Que el Excelentísimo Ayuntamiento de Girona haya decidido que los contenedores de basura orgánica estén sellados con candado, para evitar que los muy necesitados hurguen en ellos a la búsqueda de algo que llevarse al estómago, es una medida adecuada. Razones de higiene y salubridad elemental parecen aconsejarlo.
No está bien que la gente hurgue entre la basura y mucho menos que se la coma, puede contraer todo tipo de infecciones estomacales y, lo que es peor, inundar las salas de urgencia de los hospitales como consecuencia.
En compensación, probos empleados de supermercados y restaurantes ofrecerán a los marginados los comestibles a punto de putrefacción en impolutas bandejas con solo solicitarlos. ¡Y una higa!
Por otra parte, nuestro Gobierno, que piensa en todo, después de haber retirado la atención médica ordinaria a los “sin papeles”, ahora ha reparado en que entre ellos quizá exista un nicho de negocio (antes de que lleguen al nicho normal y corriente) y está ideando una especie de seguro (algo más de 700 euros anuales) mediante el cual podrían regresar a urgencias cuando les diera el ‘apretón’ como consecuencia del servicio de ‘catering’ del primer párrafo.
A estos desvelos políticos por los desfavorecidos de la fortuna debemos añadir un gran acierto del Excelentísimo Ayuntamiento de Madrid: si le pillan a usted bebiéndose pacíficamente una ‘mau’ en el banco de su calle (al lado de una terraza en la que otros ciudadanos hacen lo mismo, pagando 4 euros), le cobran 600.
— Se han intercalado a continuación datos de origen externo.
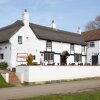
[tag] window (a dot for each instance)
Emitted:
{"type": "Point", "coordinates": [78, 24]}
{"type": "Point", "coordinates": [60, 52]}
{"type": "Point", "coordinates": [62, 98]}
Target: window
{"type": "Point", "coordinates": [1, 56]}
{"type": "Point", "coordinates": [48, 56]}
{"type": "Point", "coordinates": [72, 47]}
{"type": "Point", "coordinates": [49, 45]}
{"type": "Point", "coordinates": [19, 39]}
{"type": "Point", "coordinates": [33, 57]}
{"type": "Point", "coordinates": [77, 57]}
{"type": "Point", "coordinates": [91, 44]}
{"type": "Point", "coordinates": [83, 48]}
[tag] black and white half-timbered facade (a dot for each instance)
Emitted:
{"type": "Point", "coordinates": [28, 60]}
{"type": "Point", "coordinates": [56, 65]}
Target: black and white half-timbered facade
{"type": "Point", "coordinates": [48, 45]}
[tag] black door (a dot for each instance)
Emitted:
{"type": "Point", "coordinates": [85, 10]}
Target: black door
{"type": "Point", "coordinates": [63, 60]}
{"type": "Point", "coordinates": [95, 60]}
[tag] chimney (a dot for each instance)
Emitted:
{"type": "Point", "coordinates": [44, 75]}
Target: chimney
{"type": "Point", "coordinates": [53, 24]}
{"type": "Point", "coordinates": [26, 17]}
{"type": "Point", "coordinates": [78, 30]}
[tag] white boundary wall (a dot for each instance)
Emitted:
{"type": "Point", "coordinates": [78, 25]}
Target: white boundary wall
{"type": "Point", "coordinates": [5, 76]}
{"type": "Point", "coordinates": [50, 73]}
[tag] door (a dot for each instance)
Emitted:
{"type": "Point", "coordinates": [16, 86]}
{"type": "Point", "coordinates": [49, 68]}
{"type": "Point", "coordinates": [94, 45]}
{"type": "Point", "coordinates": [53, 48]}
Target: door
{"type": "Point", "coordinates": [63, 60]}
{"type": "Point", "coordinates": [95, 60]}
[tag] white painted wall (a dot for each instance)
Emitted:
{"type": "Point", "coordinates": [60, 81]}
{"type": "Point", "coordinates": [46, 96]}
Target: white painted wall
{"type": "Point", "coordinates": [5, 76]}
{"type": "Point", "coordinates": [92, 51]}
{"type": "Point", "coordinates": [30, 45]}
{"type": "Point", "coordinates": [49, 73]}
{"type": "Point", "coordinates": [5, 48]}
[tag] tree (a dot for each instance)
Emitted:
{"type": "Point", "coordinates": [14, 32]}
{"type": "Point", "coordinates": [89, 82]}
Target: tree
{"type": "Point", "coordinates": [30, 59]}
{"type": "Point", "coordinates": [93, 24]}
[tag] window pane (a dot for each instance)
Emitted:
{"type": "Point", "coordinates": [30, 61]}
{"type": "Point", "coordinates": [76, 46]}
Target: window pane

Genial. Usted podrá sentirse por un instante don Amancio Ortega al pagar la cerveza más cara del mundo. Además, si usted es menor de edad le hacen un notable descuento: son 500.
La solución a la crisis económica tiene estos efectos niveladores en la sociedad, los más pobres tendrán servicio de cátering, seguro sanitario, y sus cervezas bajo el cielo velazqueño de Madrid tendrán más valor que un Chateau Lafitte degustado en Le Meurice de París.